Winner-Take-All Politics: How Washington Made the Rich Richer — And Turned Its Back on the Middle Class by Jacob S. Hacker & Paul Pierson
As Will Rogers famously said, “I am not a member of any organized party — I am a Democrat.”
Jacob Hacker and Paul Pierson detail how the U.S. Chamber of Commerce and the National Association of Manufacturers organized business interests to block progressive legislation in the 70s. This involved both the long affinity between corporate America and the Republican Party and intensive lobbying efforts to dissuade moderate Democrats from voting for progressive legislation in the Senate during the Carter administration.
The first part of the book outlines the contrast between the American economic and political scene after World War II and the 70s with the scene in the past 30 years. Most of this material repeats what has been shown in study after study. The authors counter the usual explanations of the change in a CSI detective style, showing that such things as education and technology do not explain the concentration of power and wealth that has occurred.

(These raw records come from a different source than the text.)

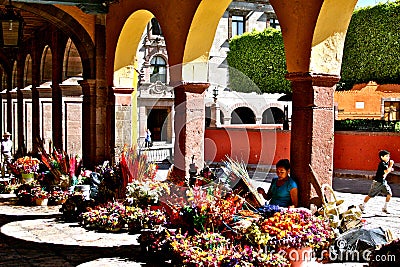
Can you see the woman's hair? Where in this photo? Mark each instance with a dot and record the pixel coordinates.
(383, 153)
(284, 163)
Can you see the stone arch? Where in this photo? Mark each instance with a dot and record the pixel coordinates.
(72, 23)
(310, 46)
(200, 38)
(170, 18)
(273, 115)
(166, 66)
(46, 65)
(72, 63)
(27, 71)
(128, 41)
(243, 115)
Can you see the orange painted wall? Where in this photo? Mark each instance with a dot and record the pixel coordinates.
(371, 94)
(352, 150)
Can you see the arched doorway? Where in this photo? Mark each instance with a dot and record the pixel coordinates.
(273, 115)
(157, 124)
(243, 115)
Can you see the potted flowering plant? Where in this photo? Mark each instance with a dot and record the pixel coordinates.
(40, 196)
(26, 167)
(213, 249)
(297, 232)
(144, 193)
(57, 197)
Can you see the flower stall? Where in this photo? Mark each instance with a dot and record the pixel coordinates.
(25, 167)
(201, 222)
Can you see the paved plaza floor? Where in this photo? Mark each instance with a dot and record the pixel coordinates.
(35, 236)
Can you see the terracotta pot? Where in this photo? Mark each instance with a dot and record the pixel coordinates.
(41, 201)
(27, 177)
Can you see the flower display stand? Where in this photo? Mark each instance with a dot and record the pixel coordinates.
(300, 257)
(84, 189)
(41, 201)
(27, 177)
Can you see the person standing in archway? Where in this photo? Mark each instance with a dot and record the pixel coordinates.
(6, 151)
(147, 140)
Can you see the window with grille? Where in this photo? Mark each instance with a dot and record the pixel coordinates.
(158, 69)
(237, 25)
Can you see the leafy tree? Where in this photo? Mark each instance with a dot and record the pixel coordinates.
(372, 46)
(257, 62)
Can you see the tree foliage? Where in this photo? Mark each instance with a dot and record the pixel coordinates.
(257, 62)
(372, 46)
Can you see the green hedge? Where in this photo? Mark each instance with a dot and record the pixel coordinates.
(369, 125)
(258, 57)
(372, 46)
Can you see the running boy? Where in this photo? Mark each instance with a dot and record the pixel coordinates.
(379, 184)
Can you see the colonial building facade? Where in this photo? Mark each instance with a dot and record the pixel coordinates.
(107, 36)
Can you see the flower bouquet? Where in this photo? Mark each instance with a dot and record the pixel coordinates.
(57, 197)
(40, 196)
(213, 249)
(60, 165)
(297, 228)
(109, 217)
(26, 167)
(147, 192)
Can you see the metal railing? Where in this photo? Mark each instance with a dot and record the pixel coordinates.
(158, 154)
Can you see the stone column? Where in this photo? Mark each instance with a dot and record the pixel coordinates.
(20, 123)
(312, 134)
(57, 119)
(227, 120)
(123, 117)
(35, 118)
(88, 122)
(189, 127)
(142, 124)
(213, 122)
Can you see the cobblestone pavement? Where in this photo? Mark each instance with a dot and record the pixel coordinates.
(35, 236)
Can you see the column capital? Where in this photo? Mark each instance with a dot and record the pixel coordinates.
(88, 86)
(123, 90)
(198, 88)
(317, 79)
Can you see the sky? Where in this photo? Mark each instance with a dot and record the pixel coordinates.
(363, 3)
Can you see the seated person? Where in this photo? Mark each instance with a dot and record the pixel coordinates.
(283, 189)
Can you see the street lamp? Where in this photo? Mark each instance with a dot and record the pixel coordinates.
(215, 93)
(11, 23)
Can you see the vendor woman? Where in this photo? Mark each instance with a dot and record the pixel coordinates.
(283, 189)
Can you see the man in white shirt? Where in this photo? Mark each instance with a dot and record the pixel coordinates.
(6, 149)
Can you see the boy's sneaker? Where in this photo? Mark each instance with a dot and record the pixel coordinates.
(385, 211)
(362, 207)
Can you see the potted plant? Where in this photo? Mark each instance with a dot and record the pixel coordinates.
(295, 231)
(26, 167)
(57, 197)
(40, 196)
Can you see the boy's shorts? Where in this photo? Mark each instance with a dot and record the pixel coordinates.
(377, 187)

What has happened, according to Hacker and Paul Pierson is the strengthen organization of corporate America led by the U.S. Chamber of Commerce and the National Association of Manufacturers and the weakening of organizations which represented a broad spectrum of middle America. The authors describe how the Chamber of Commerce and National Association of Manufacturers successfully lobbied to block labor laws and business regulations during the Carter administration when progressives thought that a Democratic President, Senate and House would enhance regulation of environment and work and product safety as well as eliminate impediments to labor organizations. They also describe how corporate America has transformed the Democratic Party from a pro-working class party to a pro-business party, albeit perhaps not quite as pro-business as the Republicans.
Part of the reason for corporate success in Washington is attributed to the decline in participation in labor unions and a variety of middle American organizations including the Veterans of Foreign Wars and service clubs such as Lions, Shriners and Rotary clubs all of which did provide middle America with a more unified voice in the 1940-60s.
The authors also detail the fact that, at least in the late 1970s it wasn’t necessary for the corporate interests to enact new “business-friendly” legislation or to repeal older legislation; all that was necessary was to block passage of progressive legislation. We have seen this strategy repeated both during the Clinton administration which was unable to get health care reform passed. Doing nothing was all that the health care segments required. We have also seen it in 2009 — the Republicans do not need to pass anything for corporate America. All they have to do — and they have been very successful in this — is to block progressive legislation either by threat of filibuster in the Senate, or in committee, or in the 112th Congress the House. And, in either case, we have minority rule.
Hacker and Pierson do not go into great detail about the role of corporate America money in political campaigns. For that side of the story you should read Republic, Lost: How Money Corrupts Congress — and a Plan to Stop It by Lawrence Lessig.
The authors conclude the book with a conclusion “Beating Winner-Take-All” which I must confess is rather disappointing. Having identified the problem as being the effective political organization of corporate America to oppose progressive legislation and even to roll back progressive laws, Hacker and Pierson focus more on the difficulties of getting the tens of millions of middle Americans organized to oppose the corporate takeover of the political system of America. The opposition will require that middle Americans once again organize themselves to speak in Washington — and I might add in their state capitals.
I recommend this book for those who want to have a better understanding of the American political scene today.